Abstract 3157: Depletion of Circulating Endothelial Progenitor Cells and Endothelial Dysfunction in Subjects with Depressive Symptoms
Introduction: Although the mechanisms remain unclear, depression is associated with endothelial dysfunction and increases risk of cardiovascular disease (CVD). Recent studies suggest that circulating endothelial progenitor cells (EPC) play an important role in endothelial repair and correlate with endothelial function.
Hypothesis: We assessed the hypothesis that the presence of depressive symptoms in subjects without significant CVD is associated with depletion of circulating EPC and impaired endothelial function.

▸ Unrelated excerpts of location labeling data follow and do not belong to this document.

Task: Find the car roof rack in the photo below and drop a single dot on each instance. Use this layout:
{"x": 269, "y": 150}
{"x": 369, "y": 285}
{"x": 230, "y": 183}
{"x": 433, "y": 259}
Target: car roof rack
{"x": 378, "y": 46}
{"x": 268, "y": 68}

Methods: We studied the relationship between the level of circulating EPCs, endothelial function and depression status in 129 healthy normal individuals (54±10 yrs, 54 men) without prior CVD or diabetes. The numbers of circulating CD34/KDR+ EPCs were determined by flow cytometry, and the depression status was estimated by Depression Anxiety Stress Scales. Brachial artery flow-mediated dilation (FMD) was measured by high-resolution vascular ultrasound imaging.
Results: The median depression score of the study population was 4 (range 0 to 34), and 41 subjects (32 %) had high depression score (DS) ≥8 (defined by ≥ the 75th percentile of the depression score). There were no significant differences in baseline clinical characteristics between subjects with or without high DS (all P>0.05). However, subjects with high DS had significantly lower FMD (5.4±2.7 vs. 8.0±4.0 %, P<0.001) and CD34/KDR+EPC% (1.24±1.27 vs. 2.02±2.43 %, P=0.037) than those with normal DS. Multivariate regression analysis revealed that a high DS (OR 1.08, 95%CI: 1.02–1.15, P=0.009) and old age (OR 1.05, 95%CI: 1.01–1.09, P=0.029) were independent predictors for decreased FMD.
Conclusions: The results of this study demonstrated that in subjects without significant CVD, the presence of a high DS was associated with impaired brachial FMD and depletion of circulating EPC. Nevertheless, only depression score, but not the percentage of circulating EPC significantly correlated brachial FMD, and was an independent predictor for impaired brachial FMD.